Paradox: The Diminishing Increase of an Author
A curious thing to consider is an author.
This is commonly the writer of a book, & c.; or the originator of an event, policy or state of affairs. The term derives from the Latin augeo, to increase or promote. There is thus a natural inflation built into an author.
From this extends authority, a power, or right, to enforce obedience. The root is auto--from the Greek autos: self, own, of or by oneself. Related, then, in Greek is authentes: one who does something by himself. Thus our authentic: trustworthy, entitled to acceptance (of a statement); genuine, not forged (of documents, pictures, etc.).
Johnson, in his Dictionary, calls an author "the first beginner of a thing; the writer of a book, opposed to a compiler." And he gives the related terms:
authentick: genuine, original, provable.
authenticate: to establish.
authenticity: authority, genuineness.
authoritative: having authority.
authority: legal power, influence, role.
authorize: to give authority, to justify.
Your author, then, is someone who produces himself as an authority, by puffing himself up, or bigging up, as is sometimes now said.
What he produces would thus naturally be trustworthy, as it is he who has produced it.
There is perhaps something a bit circular in all this, one murmurs. And the author replies firmly: just trust me.
But a very few of the better authors (most of them are dead, of course) say it with a conspiratorial wink that for a moment takes you into the joke.
Johnson was an author and an authority. He was to be trusted. Yet one wonders. Alone, Johnson suffered terribly from strange guilts that seem to have caused him to do physical harm to himself. It may be thought the burden of his own authority was terrible for this great author. He is to be trusted, perhaps, because his example teaches us that the most solid exterior often conceals something that should not be completely trusted.

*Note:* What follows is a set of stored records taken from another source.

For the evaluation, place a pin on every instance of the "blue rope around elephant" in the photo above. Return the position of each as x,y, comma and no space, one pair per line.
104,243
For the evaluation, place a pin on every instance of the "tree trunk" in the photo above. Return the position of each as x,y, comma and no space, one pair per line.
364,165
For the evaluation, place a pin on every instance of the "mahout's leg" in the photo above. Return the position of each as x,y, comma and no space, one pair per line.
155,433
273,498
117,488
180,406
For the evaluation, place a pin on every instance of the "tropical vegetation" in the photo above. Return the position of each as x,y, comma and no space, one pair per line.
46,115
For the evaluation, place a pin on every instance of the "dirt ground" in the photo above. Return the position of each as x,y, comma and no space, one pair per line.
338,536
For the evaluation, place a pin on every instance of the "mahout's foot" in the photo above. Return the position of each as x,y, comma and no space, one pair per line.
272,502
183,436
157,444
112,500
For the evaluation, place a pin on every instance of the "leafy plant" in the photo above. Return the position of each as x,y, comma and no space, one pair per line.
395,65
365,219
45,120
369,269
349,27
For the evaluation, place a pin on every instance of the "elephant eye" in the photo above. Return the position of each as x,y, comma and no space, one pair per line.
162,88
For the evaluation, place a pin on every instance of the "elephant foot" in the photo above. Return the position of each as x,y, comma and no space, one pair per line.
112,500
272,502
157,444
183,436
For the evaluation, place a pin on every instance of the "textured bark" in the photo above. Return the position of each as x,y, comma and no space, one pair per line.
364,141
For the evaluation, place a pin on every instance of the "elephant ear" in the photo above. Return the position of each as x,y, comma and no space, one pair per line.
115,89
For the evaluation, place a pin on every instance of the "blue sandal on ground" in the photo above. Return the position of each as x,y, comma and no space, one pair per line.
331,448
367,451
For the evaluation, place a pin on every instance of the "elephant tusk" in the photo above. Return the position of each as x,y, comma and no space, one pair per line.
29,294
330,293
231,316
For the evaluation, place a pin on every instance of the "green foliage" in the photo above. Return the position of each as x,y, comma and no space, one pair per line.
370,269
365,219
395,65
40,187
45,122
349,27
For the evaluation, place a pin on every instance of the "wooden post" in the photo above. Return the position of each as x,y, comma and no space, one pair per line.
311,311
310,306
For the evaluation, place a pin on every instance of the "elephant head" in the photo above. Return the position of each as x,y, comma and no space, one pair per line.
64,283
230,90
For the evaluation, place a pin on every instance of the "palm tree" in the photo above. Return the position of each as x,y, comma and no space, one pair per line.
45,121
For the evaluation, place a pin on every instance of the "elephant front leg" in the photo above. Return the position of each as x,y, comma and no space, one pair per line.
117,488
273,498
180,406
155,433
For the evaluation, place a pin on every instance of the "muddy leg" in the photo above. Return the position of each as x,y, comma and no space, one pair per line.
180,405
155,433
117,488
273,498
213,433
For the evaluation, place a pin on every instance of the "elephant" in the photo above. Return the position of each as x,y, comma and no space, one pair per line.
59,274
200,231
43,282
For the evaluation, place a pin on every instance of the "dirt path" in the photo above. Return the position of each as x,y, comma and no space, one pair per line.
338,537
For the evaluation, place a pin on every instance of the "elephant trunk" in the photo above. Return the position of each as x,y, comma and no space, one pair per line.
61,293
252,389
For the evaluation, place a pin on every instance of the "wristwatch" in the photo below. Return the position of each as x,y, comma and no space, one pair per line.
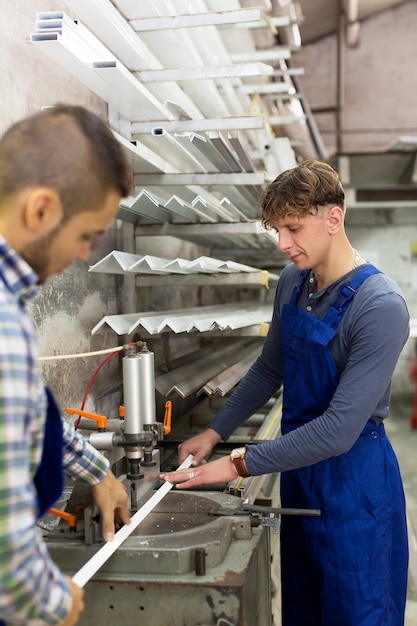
237,456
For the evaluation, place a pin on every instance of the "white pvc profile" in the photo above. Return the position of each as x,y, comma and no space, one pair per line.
142,158
223,147
105,552
236,70
246,122
169,144
267,88
76,49
195,20
260,56
241,151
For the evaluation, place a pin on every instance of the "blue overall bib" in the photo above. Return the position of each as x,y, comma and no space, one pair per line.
347,567
49,478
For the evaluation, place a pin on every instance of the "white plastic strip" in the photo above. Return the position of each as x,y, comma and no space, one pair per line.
93,565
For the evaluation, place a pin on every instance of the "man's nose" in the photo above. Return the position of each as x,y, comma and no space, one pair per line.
284,242
83,251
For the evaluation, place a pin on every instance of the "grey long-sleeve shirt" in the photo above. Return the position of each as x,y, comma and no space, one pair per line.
365,349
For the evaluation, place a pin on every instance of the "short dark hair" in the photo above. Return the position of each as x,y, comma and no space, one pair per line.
301,190
69,149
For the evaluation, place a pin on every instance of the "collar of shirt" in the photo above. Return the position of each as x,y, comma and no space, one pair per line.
16,274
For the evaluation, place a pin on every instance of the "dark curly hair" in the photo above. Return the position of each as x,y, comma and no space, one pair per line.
69,149
300,191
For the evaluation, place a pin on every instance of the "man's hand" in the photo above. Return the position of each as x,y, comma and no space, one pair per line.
77,604
199,446
111,498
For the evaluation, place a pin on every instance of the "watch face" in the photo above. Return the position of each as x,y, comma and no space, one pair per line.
238,453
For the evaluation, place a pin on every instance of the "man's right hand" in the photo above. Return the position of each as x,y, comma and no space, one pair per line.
77,604
199,446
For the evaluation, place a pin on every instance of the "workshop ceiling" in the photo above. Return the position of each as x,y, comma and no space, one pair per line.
320,17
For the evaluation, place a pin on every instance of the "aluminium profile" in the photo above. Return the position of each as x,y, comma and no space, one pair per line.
205,206
184,213
201,319
147,206
224,382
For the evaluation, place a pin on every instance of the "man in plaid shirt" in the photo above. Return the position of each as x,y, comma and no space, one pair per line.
62,175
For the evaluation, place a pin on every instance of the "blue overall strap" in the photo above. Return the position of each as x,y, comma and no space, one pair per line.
345,295
298,286
49,479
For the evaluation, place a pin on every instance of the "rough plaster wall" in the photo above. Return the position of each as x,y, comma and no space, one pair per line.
380,82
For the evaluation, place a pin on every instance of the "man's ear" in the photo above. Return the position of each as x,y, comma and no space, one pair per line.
335,218
42,211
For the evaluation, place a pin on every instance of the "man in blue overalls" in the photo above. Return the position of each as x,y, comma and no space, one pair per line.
338,328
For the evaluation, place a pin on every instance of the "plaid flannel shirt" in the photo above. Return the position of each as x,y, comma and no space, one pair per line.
31,585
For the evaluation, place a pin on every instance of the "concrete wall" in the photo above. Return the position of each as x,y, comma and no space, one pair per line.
380,83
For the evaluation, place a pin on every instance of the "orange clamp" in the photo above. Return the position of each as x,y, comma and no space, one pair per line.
70,519
100,419
167,417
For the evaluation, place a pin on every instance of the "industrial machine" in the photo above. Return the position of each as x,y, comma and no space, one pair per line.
200,558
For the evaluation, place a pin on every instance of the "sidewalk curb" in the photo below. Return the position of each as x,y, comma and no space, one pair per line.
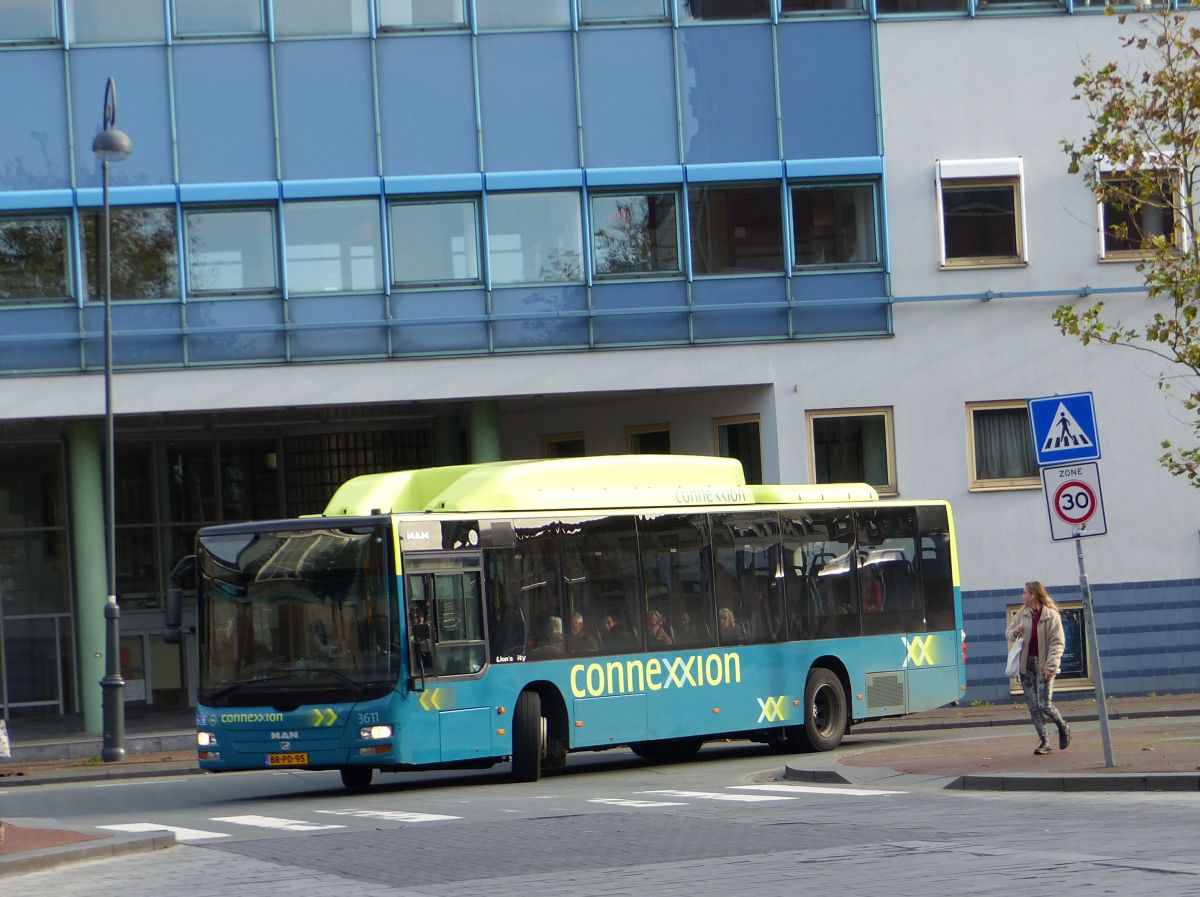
53,856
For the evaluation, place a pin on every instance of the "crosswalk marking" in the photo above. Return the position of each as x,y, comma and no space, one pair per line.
814,789
180,834
717,795
394,816
270,822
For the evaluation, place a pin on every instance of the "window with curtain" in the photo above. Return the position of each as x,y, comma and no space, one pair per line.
1001,455
852,446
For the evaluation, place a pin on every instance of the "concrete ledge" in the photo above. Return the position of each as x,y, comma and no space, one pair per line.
53,856
1131,782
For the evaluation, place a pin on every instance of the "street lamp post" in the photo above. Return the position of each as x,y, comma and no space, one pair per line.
111,145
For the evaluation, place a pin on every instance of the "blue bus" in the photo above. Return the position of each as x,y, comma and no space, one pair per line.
522,610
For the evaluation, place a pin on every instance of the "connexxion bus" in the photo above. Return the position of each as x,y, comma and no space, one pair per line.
466,615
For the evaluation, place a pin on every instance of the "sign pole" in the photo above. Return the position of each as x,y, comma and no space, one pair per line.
1093,650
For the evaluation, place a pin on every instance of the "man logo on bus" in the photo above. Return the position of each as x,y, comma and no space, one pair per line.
919,650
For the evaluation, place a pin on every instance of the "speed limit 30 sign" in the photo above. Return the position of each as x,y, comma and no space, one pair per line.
1074,500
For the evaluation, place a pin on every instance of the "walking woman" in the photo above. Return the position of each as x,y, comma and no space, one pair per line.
1039,624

The poet Horace--a noted author--put the problem thus:
Nil fuit unquam
Sic impar sibi
or: Surely such a various creature--as an author, Horace means--never was known. That is: There never was known a creature less worth trusting.
The author lies to tell the truth and tells the truth to lie, flatters to deceive and deceives to flatter, yet is widely received as wise and thought good.
There is the letter Milton wrote to the learned stranger. The visitor had come from afar to meet Milton, the formidable author. In his letter Milton remarks on the fact that, though the visitor's expectations had been high, they had not in any way exceeded the reality that had been found: Milton in his actual person was at least as great as the learned stranger had imagined, perhaps indeed even greater, as Milton helpfully reminded the learned stranger in this letter.
Nevertheless those brilliant and intriguing features the public habitually attributes to an author often evaporate upon contact with the atmosphere of planet Earth. Loving an author, one has pressed a ghost to one's bosom, it is too often found.
To write better than one lives is patently easy. Consider virtually any author up close and the truth of this will be observed.
Still authors run deep. The seas are smooth, the wind fair for the author, like one who, upon land, teaches the art of navigation.
Authors have secluded themselves in well-appointed towers and luxuriant caves, on remote islands and atop cloudy peaks, as well as in private offices, studios, and writing-dens. An authoritative pied-a-terre from which to launch one's author appearances, reading tours and book-signings is considered by some a virtual necessity for one of the authorial tribe. Any locus in which one remains essentially disengaged from the common cares of mankind, however, may prove sufficient for an author.
Were an author, in his works, to be suddenly thrust into the cold seas of actuality, where the first harsh wave that washes over him may be expected to bring panic and a swirling descent toward unconsciousness, the profession might attract fewer eager candidates than at present.